エルサレム:ドナルド・トランプ米大統領の「平和評議会」が、ガザ地区南部で「人道支援ゾーン」のパイロット事業を計画しており、審査を通過した数万人のパレスチナ人民間人を収容することを目指していると、同評議会の関係者がAFP通信に語った。
同当局者によると、このゾーンは、トランプ氏の20項目からなる計画に基づき、戦争からの移行期にあるガザの日常的な統治を引き継ぐことを目的としたパレスチナ技術官僚委員会の「出発点」としての役割を果たす可能性があるという。
同評議会がガザ地区南部のラファに設置を検討しているこの試験的ゾーンは、平和評議会の傘下で活動する新設組織「国際安定化部隊(ISF)」による多国籍部隊によって警備されることになる。
平和評議会によって設立されたパレスチナ人技術官僚グループである「ガザ行政国家委員会(NCAG)」が、ISFの支援を受けながら、審査とアクセス管理を行うことになる。
ここ数カ月、様々な形で議論されてきた「閉鎖型人道ゾーン」という構想には深刻な懸念が寄せられており、ガザで活動する外交官やNGO関係者は、匿名を条件にAFPに対し、このような仕組みは国際人道法に反すると見なされると語った。
同評議会の関係者は匿名を条件にAFPに対し、「武装していないすべての民間人については、出入りは引き続き自由である」と述べた。
米国が後押しするガザ停戦計画を推進する取り組みは数ヶ月間停滞しており、NCAGはカイロに足止めされたままで、まだ実際にガザ地区に入っていない。
昨年10月にイスラエルとハマス間の停戦が発効して以来、イスラエル軍はガザ地区での展開を拡大し、現在では同地域の60%以上を支配下においている。
「我々が特に注目しているパイロットプロジェクトが一つある。これによってNCAGに足掛かりを与え、希望する数万人が自発的にこの地域へ来ることを可能にし、彼らが実効的な統治を行使し、行政を担う場を提供し始めることができるかもしれない」と同当局者は述べた。
– 過激派の立ち入り禁止 –
同高官は、同評議会がこのプロジェクトの実施場所として「ラファを視野に入れている」と述べたが、正確な位置については曖昧なままだった。また、建設工事はまだ始まっていないと語った。
ガザ地区の南端に位置するラファは、戦争中のイスラエル軍の爆撃によって事実上壊滅状態にあり、現在この地域は大部分がイスラエル軍の支配下にある。

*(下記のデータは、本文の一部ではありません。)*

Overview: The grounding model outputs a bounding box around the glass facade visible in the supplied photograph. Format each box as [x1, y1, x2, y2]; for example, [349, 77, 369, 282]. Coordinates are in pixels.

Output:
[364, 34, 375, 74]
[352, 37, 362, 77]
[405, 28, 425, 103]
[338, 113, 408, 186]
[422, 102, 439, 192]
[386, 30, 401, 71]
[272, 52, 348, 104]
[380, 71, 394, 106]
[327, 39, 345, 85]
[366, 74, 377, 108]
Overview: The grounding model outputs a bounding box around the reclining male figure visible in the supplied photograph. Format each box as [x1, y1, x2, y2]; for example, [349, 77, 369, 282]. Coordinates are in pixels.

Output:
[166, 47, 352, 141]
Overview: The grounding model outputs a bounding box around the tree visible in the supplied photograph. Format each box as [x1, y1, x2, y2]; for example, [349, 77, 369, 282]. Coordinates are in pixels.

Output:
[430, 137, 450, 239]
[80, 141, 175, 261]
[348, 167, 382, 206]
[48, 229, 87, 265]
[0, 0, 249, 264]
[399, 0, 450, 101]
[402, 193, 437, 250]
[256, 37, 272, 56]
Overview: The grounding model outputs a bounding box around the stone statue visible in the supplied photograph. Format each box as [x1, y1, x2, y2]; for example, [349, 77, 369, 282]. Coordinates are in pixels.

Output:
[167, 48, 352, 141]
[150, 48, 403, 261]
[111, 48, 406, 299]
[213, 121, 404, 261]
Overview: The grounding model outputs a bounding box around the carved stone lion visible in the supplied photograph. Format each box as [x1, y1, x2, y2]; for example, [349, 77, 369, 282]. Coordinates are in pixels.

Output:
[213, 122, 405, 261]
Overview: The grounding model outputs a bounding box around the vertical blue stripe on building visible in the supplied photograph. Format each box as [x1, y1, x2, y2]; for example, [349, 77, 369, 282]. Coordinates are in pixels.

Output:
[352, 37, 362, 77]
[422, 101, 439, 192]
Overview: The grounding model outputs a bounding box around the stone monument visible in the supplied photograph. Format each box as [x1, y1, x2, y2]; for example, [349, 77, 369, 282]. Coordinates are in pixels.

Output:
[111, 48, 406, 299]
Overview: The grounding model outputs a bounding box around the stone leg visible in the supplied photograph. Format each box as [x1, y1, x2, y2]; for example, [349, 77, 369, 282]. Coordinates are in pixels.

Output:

同当局者によると、ISFはパレスチナ住民とイスラエル軍を隔てる「一種の緩衝地帯」としての役割を果たすという。
「検問体制により、武装した個人や過激派がこれらの人道安全地帯に立ち入ることができないよう確保する」と同氏は語った。
「この機能はイスラエル国防軍(IDF)によって行われるものではない。IDFは民間人との接触を持たず、これらの地域をガザの他の地域から隔離する役割も担わない」と同当局者は述べた。
「平和評議会」は、国連安全保障理事会が承認した、米国が支援するガザ停戦計画の一環として、今年初めに正式に設立された。
同評議会は、ハマス支配からの移行を促進すると同時に、文民行政と基本サービスの回復を支援することを目的としている。
ガザで活動する外交官やNGO関係者は、アクセス規制の対象となる区画に民間人を集めることは、住民の強制移住に相当し、パレスチナ人の移動の自由を制限し、中立性の原則を損なう恐れがあると指摘している。